Les terrains sédimentaires composés de blocs et d’interstices poreux comme les éboulis et les glaciers rocheux fossiles peuvent être traversés par un courant d’air selon un mécanisme appelé effet de cheminée. Ce processus de ventilation bidirectionnelle a été initialement décrit dans les réseaux souterrains à plusieurs entrées dénivelées (cf. fiche pergélisol 5.5). Ces « vents des ténèbres » sont essentiellement d’origine thermique, leur direction et leur vitesse étant en effet fonction du gradient de température existant entre l’intérieur et l’extérieur du système ventilé. L’évolution des températures peut y être séparée en deux phases distinctes : le régime hivernal (ascendant) et le régime estival (descendant) (fig. 1).

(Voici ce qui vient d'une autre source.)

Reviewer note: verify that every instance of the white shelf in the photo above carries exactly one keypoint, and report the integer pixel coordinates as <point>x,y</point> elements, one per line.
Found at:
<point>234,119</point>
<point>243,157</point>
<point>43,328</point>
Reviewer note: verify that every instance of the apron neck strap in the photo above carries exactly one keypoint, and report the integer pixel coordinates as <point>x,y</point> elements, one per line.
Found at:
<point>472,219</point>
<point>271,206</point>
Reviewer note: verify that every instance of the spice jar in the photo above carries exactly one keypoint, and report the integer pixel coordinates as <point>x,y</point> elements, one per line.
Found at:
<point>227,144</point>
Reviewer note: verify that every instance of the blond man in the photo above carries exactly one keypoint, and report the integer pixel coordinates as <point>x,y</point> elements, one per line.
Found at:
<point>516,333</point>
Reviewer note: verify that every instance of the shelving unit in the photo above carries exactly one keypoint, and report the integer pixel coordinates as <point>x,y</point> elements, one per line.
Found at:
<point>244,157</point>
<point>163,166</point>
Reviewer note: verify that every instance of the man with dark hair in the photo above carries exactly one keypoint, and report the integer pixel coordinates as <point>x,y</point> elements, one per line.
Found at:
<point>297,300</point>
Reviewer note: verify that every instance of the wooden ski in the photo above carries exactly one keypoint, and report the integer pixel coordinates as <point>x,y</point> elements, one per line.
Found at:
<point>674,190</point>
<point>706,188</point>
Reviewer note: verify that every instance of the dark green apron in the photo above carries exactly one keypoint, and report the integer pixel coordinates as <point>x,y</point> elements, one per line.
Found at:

- En régime hivernal, l’air à l’intérieur de la formation ventilée est plus chaud (et donc plus léger) que l’air extérieur et le courant d’air devient ascendant (fig. 2). En conséquence, de l’air froid est aspiré avec une zone de refroidissement maximal située une dizaine de mètres en amont du pied de l’éboulis (fig. 3). Des trous d’aspiration favorisent la pénétration de l’air extérieur froid dans le terrain qui se produit cependant aussi à travers un épais manteau neigeux ! Les blocs composant l’éboulis ainsi que les terrains non-poreux sous-jacents et adjacents (roche en place, moraine) emmagasinent par conduction le froid apporté par le courant d’air. L’éboulis profite donc de toutes les périodes froides de l’hiver pour se refroidir sous le point de congélation et former un « réservoir de froid » (fig. 4). L’aspiration d’air froid et sec en hiver entraîne également un assèchement des parties basses du terrain. La glace présente dans les éboulis ne se forme donc pas en hiver mais lors de la fonte des neiges au printemps.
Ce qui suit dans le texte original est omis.